「寿命といっても、勘違いしてはいかんよ。多くの人は『寿命が伸びる=長生きする』と考えとる。ここには要するに『死をどこまで先延ばしできるか』という観点しかない。しかし、いくら長寿であろうと、病気があって痛みに苦しんだり、ずっと寝たきりならどう思う?」
「私がまだ若いからかもしれないけど、そんなふうにダラダラと長生きするくらいなら、どこかでスパッと病気になって死んじゃったほうがマシかもって考えちゃうわ」
「つまり、よく考えると、人が本当に望んでいるのは健康年齢の長さ、つまり健康寿命が伸びることなんじゃよ」

「健康年齢?」
「そう、病気がなく、健康でいられる年齢じゃ。日本人男性の健康年齢は平均71.19歳、女性は74.21歳(2013年)なのに対し、病気年齢は平均10年ぐらいだと言われる」
「えっ? 平均すると、死ぬ前に10年も病気をしてるってこと!?」

「しかも、われわれの額面上の寿命は今後も伸び続けていくと言われている。ベストセラーになった『ライフシフト』によれば、2007年に生まれた日本の子どもは、50%の確率で107歳まで生きるのだとか。まさに人生100年時代というやつじゃな。
いずれにせよ、そこでカギになってくるが、やっぱりテロメアじゃ。テロメアが長い人ほど、動脈硬化が少なかったという日本のデータもある*。
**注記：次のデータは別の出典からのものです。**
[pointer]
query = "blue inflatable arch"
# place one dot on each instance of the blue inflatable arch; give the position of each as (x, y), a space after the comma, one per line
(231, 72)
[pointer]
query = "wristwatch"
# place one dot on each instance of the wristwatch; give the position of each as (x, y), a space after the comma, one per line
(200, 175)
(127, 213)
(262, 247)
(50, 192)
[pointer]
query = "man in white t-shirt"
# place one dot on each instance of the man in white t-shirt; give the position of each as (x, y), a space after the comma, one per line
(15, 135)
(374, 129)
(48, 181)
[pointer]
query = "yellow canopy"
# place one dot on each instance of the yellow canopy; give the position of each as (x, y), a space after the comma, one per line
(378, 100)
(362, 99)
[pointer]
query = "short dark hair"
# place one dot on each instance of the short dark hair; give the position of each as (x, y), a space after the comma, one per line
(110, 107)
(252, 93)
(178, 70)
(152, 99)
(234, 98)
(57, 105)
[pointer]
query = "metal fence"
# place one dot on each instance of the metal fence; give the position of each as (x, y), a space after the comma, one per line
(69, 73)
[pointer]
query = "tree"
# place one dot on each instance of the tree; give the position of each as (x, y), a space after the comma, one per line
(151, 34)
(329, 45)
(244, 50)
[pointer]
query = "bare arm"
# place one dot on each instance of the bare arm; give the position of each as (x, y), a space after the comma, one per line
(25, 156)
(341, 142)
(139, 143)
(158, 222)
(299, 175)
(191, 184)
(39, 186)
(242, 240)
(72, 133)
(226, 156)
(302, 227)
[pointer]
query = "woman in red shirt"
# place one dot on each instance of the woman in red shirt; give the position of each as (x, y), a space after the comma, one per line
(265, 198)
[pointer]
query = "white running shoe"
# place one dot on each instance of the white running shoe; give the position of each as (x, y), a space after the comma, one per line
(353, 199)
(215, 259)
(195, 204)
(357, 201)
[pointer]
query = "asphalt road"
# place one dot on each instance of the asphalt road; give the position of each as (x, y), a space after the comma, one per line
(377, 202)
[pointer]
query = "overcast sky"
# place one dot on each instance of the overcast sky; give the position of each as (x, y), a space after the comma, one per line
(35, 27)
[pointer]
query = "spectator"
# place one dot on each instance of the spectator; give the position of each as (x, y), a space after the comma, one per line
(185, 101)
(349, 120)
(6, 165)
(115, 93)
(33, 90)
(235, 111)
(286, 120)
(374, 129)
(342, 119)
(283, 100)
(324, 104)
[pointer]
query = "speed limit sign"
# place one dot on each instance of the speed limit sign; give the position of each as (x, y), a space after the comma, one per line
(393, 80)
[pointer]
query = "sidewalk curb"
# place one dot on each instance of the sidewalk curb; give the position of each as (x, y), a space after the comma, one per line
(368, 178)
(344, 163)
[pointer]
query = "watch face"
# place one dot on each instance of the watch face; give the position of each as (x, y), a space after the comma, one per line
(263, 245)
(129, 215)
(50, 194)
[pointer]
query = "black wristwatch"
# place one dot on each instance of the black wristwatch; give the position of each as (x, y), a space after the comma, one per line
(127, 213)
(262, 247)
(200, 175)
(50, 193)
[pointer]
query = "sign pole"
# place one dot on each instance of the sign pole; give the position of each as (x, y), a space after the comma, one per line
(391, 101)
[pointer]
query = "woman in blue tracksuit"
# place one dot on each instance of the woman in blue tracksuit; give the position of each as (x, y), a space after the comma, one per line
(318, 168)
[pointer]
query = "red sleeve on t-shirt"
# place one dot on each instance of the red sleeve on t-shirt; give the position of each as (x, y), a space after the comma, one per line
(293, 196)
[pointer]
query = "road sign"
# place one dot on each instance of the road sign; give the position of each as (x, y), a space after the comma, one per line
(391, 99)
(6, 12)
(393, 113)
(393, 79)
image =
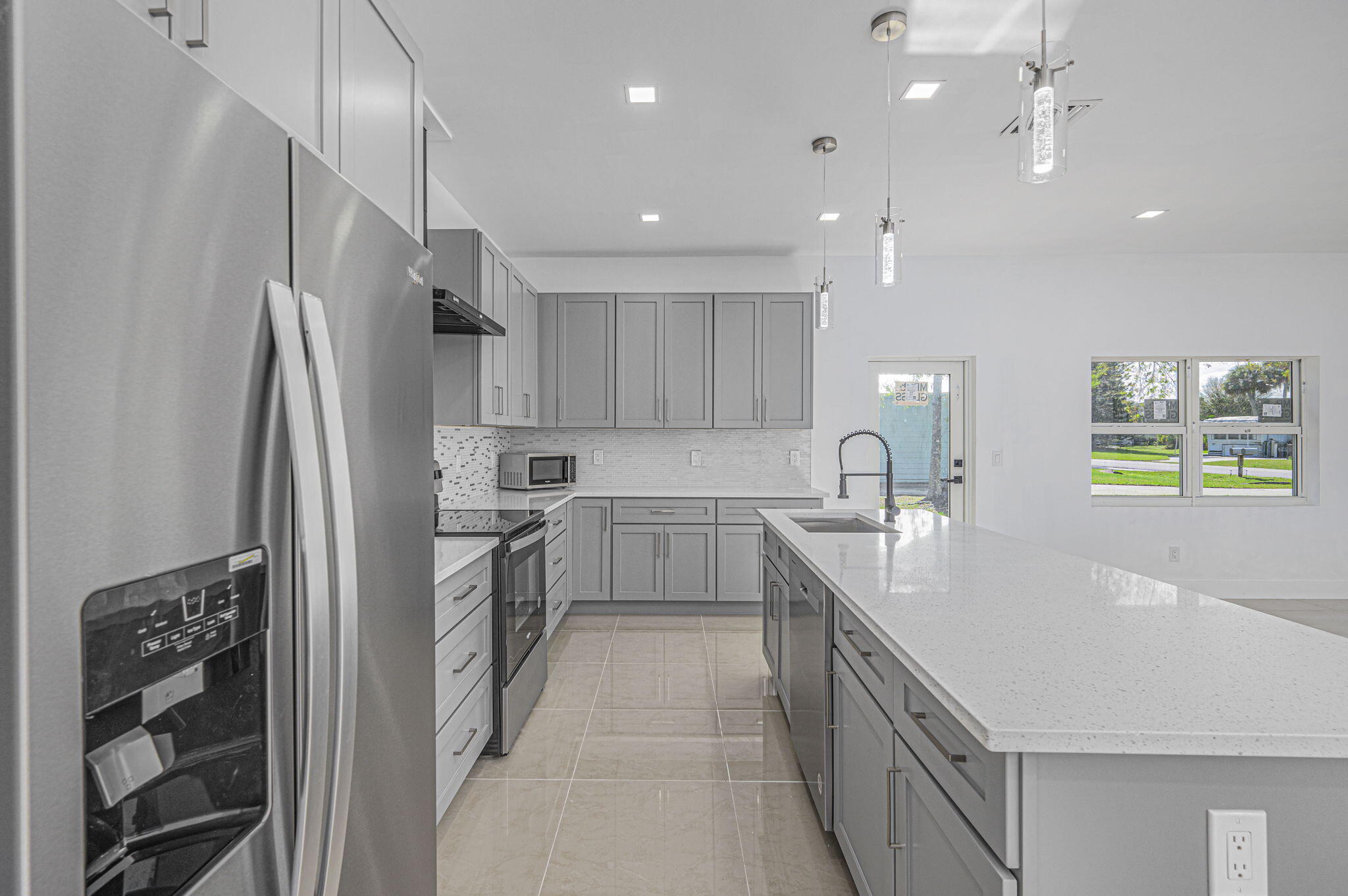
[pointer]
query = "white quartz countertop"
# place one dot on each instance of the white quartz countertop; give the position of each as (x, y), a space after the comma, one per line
(548, 499)
(454, 554)
(1040, 651)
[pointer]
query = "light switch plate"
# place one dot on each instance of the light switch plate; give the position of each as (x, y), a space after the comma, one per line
(1238, 852)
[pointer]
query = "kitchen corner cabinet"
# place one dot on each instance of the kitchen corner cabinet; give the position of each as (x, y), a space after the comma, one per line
(764, 361)
(343, 76)
(663, 361)
(590, 568)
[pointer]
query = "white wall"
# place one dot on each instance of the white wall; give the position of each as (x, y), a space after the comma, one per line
(1033, 324)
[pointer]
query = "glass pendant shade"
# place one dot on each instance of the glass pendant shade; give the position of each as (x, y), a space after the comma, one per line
(889, 249)
(1044, 112)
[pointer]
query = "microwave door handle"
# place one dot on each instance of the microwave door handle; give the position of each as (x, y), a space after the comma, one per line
(313, 592)
(343, 505)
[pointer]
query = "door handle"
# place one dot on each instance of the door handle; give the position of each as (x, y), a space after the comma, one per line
(306, 472)
(205, 14)
(343, 512)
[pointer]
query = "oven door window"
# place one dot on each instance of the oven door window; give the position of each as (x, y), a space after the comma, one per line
(548, 470)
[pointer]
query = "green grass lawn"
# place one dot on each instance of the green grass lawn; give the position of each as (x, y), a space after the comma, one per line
(1141, 453)
(1172, 480)
(1266, 462)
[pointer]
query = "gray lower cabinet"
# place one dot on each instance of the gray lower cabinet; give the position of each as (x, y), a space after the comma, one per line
(739, 569)
(654, 562)
(590, 565)
(863, 752)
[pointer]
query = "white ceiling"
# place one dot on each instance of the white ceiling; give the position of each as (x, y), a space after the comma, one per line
(1228, 114)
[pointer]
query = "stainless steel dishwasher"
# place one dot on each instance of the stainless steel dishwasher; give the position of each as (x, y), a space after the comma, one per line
(809, 613)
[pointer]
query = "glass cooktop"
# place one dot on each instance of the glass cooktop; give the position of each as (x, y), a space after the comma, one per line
(482, 522)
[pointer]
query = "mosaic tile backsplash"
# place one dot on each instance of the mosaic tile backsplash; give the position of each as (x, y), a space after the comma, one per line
(731, 459)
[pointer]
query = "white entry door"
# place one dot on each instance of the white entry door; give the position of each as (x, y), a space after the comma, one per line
(920, 411)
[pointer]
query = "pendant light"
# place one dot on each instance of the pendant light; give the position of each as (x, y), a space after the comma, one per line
(889, 253)
(1044, 107)
(823, 307)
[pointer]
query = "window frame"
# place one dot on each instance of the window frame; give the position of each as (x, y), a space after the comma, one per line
(1192, 432)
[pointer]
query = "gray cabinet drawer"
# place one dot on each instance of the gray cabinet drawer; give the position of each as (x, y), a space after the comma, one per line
(556, 520)
(646, 510)
(874, 664)
(743, 510)
(460, 741)
(460, 593)
(986, 786)
(460, 659)
(556, 561)
(941, 853)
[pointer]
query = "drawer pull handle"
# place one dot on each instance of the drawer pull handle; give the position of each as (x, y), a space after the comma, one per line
(848, 635)
(950, 758)
(472, 734)
(889, 807)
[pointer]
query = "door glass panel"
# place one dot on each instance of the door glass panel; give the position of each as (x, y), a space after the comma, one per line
(914, 412)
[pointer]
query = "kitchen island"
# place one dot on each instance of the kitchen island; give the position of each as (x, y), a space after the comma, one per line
(1048, 725)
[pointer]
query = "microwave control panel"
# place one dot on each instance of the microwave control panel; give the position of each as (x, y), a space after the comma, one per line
(142, 632)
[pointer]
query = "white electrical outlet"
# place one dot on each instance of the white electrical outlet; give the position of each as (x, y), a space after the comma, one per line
(1238, 852)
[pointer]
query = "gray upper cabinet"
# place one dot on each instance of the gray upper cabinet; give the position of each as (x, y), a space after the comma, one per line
(588, 568)
(640, 361)
(738, 366)
(788, 394)
(380, 127)
(687, 353)
(739, 570)
(585, 370)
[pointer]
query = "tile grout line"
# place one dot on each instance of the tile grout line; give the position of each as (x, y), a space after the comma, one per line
(580, 749)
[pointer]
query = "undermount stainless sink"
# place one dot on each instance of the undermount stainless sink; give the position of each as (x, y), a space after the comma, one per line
(832, 524)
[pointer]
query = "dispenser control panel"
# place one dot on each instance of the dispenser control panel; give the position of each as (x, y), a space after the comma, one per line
(142, 632)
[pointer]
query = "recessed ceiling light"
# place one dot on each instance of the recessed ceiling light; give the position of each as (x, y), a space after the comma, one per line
(921, 89)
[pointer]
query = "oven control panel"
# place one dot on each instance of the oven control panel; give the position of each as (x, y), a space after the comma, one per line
(142, 632)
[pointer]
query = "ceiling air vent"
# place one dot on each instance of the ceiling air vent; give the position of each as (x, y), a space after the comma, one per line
(1076, 108)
細胞の老化を遅らせることで、糖尿病、がん、心臓病などの慢性疾患にかかりにくくなるんじゃよ。
ひとことで言えば、テロメアは寿命だけでなく、健康年齢とも関係する。テロメアが長いと、健康に生きられる期間も長くなる。寿命が伸びていくいま、現代人は『テロメアのケア』を避けては通れないんじゃ」

* Kido, M., Kohara, K., Miyawaki, S., Tabara, Y., Igase, M., & Miki, T. (2012). Perceived age of facial features is a significant diagnosis criterion for age‐related carotid atherosclerosis in Japanese subjects: J-SHIPP study. Geriatrics & Gerontology International, 12(4), 733-740.